OPINION: Embracing the awkward


Atarah Israel, Managing Editor

In a 2018 Time magazine opinion piece about awkward silence, Melissa Dahl wrote, “If you don’t know what to say or do, there is always the option to do nothing.” As we continue to embark upon the age of the Zoom call or, in more MHS-inclined terms, the Blackboard Collaborate and Microsoft Teams meeting, this notion has become almost inherent in our daily school interactions: the teacher enters the meeting, asks the students about their day and the subsequent silence ensues. The silence may last a few seconds, perhaps four or five. Someone may send a message via chat. On a particularly pleasant day, a bombardment of students quickly turn on their microphones to respond “good” or “it’s been okay” in hopes of evading the uncomfortable quiet.

In the wake of such silence it is especially easy to recall the days of what we remember to be effortless face-to-face interaction. Were talks with teachers always this difficult? Were class presentations this daunting as before? Now only left with two-second lags and microphone mishaps, our circumstances compel us to navigate a new world of online etiquette. To do so, we must first answer the question: why are online meetings so awkward?

Perhaps it is the aforementioned two second delay. Lags and poor WiFi connections make answering questions on microphones especially tricky—the fear of unintentionally interrupting someone or causing unnecessary reverb has become a genuine concern, especially when such instances begin to take away from class time. We can even go as far to group issues such as microphone disruptions to form a much larger scope of anxieties felt during online learning. Now more than ever, students are aware of their own presence. Whether it be the fear of being the only person with your camera on while the teacher is talking, or misspelling words in a chat message these unfamiliar and, therefore, daunting factors are exhausting to be aware of. In short, the old high school social customs of brick and mortar have been replaced by the digital. 
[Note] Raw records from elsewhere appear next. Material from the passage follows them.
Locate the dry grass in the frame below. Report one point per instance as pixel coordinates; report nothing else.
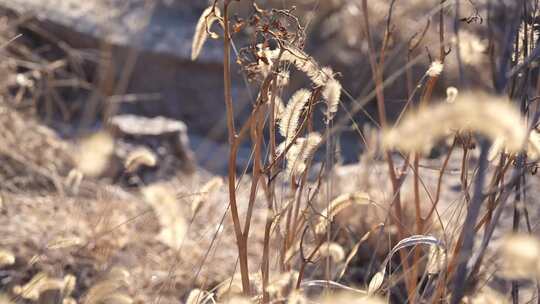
(296, 226)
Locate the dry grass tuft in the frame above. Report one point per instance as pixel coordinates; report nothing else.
(169, 213)
(520, 257)
(491, 116)
(93, 154)
(337, 205)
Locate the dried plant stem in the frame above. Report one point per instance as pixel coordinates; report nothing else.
(377, 71)
(234, 145)
(468, 230)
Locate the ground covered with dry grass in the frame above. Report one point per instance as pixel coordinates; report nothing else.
(441, 206)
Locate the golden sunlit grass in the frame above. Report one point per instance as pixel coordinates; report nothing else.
(294, 226)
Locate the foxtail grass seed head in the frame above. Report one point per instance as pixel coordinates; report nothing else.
(435, 69)
(339, 204)
(197, 296)
(533, 145)
(291, 115)
(451, 94)
(493, 117)
(436, 259)
(375, 283)
(332, 94)
(301, 152)
(6, 258)
(202, 30)
(520, 256)
(349, 298)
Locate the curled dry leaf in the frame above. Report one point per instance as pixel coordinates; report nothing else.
(198, 296)
(202, 30)
(375, 283)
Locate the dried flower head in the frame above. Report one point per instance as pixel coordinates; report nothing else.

To add to the ever-changing dynamic, uncontrollable circumstances such as the lack of a substantial workspace or noisy household members at times add distraction to an already demanding condition. Arguably more damaging than external disturbances are those that are self-imposed. That is, multitasking. The expansive divide that now describes the teacher-student relationship stacks immense pressure on both sides to get as much work done in a fixed amount of time. With this pressure, as well as the new-found responsibility that urges students to act with integrity, completing other class work or nonschool-related tasks throughout the school day has become habituary. As we construct new criteria for our online conduct, multitasking—and the factors that cause this action to subsist—must be reconsidered.

Though the circumstances mentioned above appear to border near crisis, a means to escape such stress—or at least the awkwardness of it all—does exist. Let us return to our friend Ms. Dahl and attempt to reconsider the value of awkward silence—it is not always a bad thing, and can even be used to one’s advantage. To slightly divert from her argument, I would venture to assert that awkward silence is a reflection of the uncomfortable, bizarre situation we have all been placed in. Once we realize this, it will become much easier to adapt to the newness, and hit that little microphone icon at the bottom of our screens.